After arresting Young, the alleged driver of the vehicle, Mello suspected there was another person involved. After a quick search, he encountered that second man walking down Intrepid Lane carrying a gym bag.

“I engaged that person and ended up in a brief foot pursuit,” he said. “There’s a lot of reasons why I didn’t continue, mostly because I hadn’t secured my vehicle or the property. I didn’t know if there was a weapon in the bag. All these things are going through my head and I knew we had a dog, which I had requested earlier for Lawn Avenue.”

Eventually, the K-9 unit joined Mello, and the troopers tracked Pleau through several backyards on Intrepid Lane and America Way. They ultimately discovered him allegedly hiding in underbrush near a stone wall along America Way.

“Had it not been for that dog, chances are we would have not found that individual,” Mello said.

Mello said the two men also were responsible for the confrontation on Lawn Avenue. He finds this fact “unnerving” because the men allegedly continued their crime spree into the north end after being confronted.

“That’s concerning, that level of desperation or determination,” he said.

Mello was asked why the suspects chose Jamestown, specifically Intrepid Lane. Mello could not divulge that information because it was part of the investigation, although he did say it was possible the suspects had gotten lost in the East Passage Estates while trying to flee the island following the Lawn confrontation. He said the men don’t appear to have a connection to Jamestown.

Mello also said their decision-making process was relatively simplistic, such as choosing homes with no cars in the driveway.

After detailing the events, Mello reiterated some home security tips. For example, he suggested homeowners could ward off potential thieves by placing stickers for security systems in their windows, even if there is no system installed.

While none of the ninebreak-ins reported between November 2016 and January 2018 have been officially linked to these two suspects, Mello said some of those unsolved cases may be reopened.

As the meeting wound down, Mello said a detective from Sutton visited him following the arrests. He was apologetic for not solving the case before it arrived in Jamestown. Mello, however, said Sutton authorities were instrumental in the investigation.

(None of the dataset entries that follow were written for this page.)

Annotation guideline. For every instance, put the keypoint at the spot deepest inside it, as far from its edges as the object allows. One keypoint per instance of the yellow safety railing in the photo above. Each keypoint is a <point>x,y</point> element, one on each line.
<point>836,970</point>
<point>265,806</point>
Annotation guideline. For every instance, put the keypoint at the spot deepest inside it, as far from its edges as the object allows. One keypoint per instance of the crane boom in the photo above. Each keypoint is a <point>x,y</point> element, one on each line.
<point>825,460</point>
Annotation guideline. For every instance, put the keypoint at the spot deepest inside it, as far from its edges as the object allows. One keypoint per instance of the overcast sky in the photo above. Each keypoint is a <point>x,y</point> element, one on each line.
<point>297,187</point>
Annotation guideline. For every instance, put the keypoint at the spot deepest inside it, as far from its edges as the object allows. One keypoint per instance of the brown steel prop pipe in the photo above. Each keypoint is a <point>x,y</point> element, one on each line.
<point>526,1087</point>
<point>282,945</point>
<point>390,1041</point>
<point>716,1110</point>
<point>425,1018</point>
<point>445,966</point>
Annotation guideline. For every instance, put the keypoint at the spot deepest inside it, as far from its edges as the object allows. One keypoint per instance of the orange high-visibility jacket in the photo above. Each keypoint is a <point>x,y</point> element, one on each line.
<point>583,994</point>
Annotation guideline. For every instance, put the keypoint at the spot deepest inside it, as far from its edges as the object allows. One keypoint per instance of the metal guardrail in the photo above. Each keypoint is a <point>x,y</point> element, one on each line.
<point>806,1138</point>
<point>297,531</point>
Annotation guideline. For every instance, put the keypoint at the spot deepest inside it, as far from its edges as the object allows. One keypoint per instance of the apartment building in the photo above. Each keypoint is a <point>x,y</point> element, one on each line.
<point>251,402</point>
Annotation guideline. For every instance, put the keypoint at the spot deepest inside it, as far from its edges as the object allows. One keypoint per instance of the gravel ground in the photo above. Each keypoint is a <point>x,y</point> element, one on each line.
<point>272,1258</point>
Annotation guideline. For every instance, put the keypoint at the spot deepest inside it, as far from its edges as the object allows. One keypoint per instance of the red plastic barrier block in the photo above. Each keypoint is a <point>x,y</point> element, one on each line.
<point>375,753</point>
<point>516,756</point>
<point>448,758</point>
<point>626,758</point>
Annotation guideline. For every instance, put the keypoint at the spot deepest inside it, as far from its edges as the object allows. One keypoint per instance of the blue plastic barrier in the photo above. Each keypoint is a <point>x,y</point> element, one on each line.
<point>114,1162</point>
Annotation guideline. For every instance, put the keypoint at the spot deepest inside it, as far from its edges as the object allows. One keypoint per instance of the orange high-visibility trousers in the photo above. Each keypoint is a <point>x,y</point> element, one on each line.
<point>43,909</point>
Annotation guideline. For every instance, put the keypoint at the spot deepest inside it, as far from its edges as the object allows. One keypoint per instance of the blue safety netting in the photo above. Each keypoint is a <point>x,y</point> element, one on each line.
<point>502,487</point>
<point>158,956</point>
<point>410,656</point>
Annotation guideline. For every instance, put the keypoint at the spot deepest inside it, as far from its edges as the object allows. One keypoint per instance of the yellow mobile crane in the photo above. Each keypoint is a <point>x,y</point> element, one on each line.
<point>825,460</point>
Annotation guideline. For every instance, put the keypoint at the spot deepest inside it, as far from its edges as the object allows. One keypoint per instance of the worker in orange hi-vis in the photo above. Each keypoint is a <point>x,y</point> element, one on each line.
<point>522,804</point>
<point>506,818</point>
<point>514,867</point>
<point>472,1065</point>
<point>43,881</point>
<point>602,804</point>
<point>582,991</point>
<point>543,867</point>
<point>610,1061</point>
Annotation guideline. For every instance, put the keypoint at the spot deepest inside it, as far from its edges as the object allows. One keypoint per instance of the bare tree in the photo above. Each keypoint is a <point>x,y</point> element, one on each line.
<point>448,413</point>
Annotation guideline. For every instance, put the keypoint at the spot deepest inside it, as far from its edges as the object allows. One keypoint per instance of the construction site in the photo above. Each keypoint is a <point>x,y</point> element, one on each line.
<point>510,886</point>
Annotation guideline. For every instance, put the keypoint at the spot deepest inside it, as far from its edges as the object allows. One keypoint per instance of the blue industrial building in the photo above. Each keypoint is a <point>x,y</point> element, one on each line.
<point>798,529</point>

“Could you imagine what it would have been like for our community on Tuesday morning had we not had that electronic surveillance device?” he said. “We had no vehicle description at that time. We only had information that a home was broken into on Lawn Avenue. We would have learned later on there were five other houses broken into.”

Pleau and Young were arraigned at Newport district court the day after they were arrested. Along with breaking and entering, they were charged with conspiracy. Bail was set at $70,000.

Mello said further developments in the case can be followed online at the Rhode Island Judiciary Public Portal.